Even the simplest behaviors have multiple
causes. We brush our teeth and cook our food, for many reasons. Rape is a part
of human behavior. To say rape is about power, as if it is only about power, is
just as wrong as saying it’s only about sex.
That seems obvious perhaps, but ideas become distorted
once they’re sloganized and accessible. Some pageant winner speaks out against gay marriage and has her title taken away, and later you see her complaining on cable news, that she has the right to free speech.

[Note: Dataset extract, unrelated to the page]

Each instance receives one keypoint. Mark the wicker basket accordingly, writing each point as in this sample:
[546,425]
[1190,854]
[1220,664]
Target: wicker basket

Absolutely, she does, along with the responsibility wearing that tiara entails. This is the problem with
encapsulating ideas, compressing them into slogans and mantras. You end up with
something as close to the original, as close to the truth, as Taco Bell is to Mexican
food.
I
was 19, I was walking down the street one summer night, scantily clad; I saw a
man I knew. Not well, but I knew him. His name was Steve. He was blue-eyed with
wavy, blond hair, he lived a block away and Steve had cold beer and sinsemilla,
he said, at his place.
I
said Sure. Why not. I walked into his apartment and heard the lock click.
It
lasted over an hour. He pinned me down on the couch and I thought he was going
to kill me. I am hard-pressed to think of something he didn’t do, or make me
do, and the funny thing is, I liked him. I thought he was cute. I thought he
looked like Paul Newman. He didn’t have to rape me. I would’ve had sex with
him.
That,
of course, is how I see it.
When
it was over, Steve and I made small talk. I went to the bathroom. Fixed my hair. He drove me home.
I
will tell you something my feminist-minded friends don’t like to hear, but I
had no business being there that night in the first place. I had a boyfriend. Not
to mention the fact Steve was barely an acquaintance.
I
was raped, there’s no question there. I put myself in the situation through a
series of poor choices, is all I’m saying. He raped me; that’s on him. That I
was there that night, is on me. I own that.
I
choose to own that.
In
1975, in Against Our Will, Susan Brownmiller wrote:
Rape is not a crime of irrational, impulsive,
uncontrollable lust, but is a deliberate, hostile, violent act of degradation
and possession on the part of a would-be conqueror, designed to intimidate and
inspire fear.
True
enough. Rape is about power. It’s also about sex, and it’s about entitlement.
The
word “egregrious” used to mean “distinguished” or “eminent”, and “meat” once
meant solid food, not necessarily animal flesh. Some ideas seem so complex that
they are similarly distorted. Reduced to more palatable slogans.
Beauty
queens deserve tiaras. Taco Bell’s authentic, and rape is about power.
More
than once I’ve heard it said, a point was “mute”.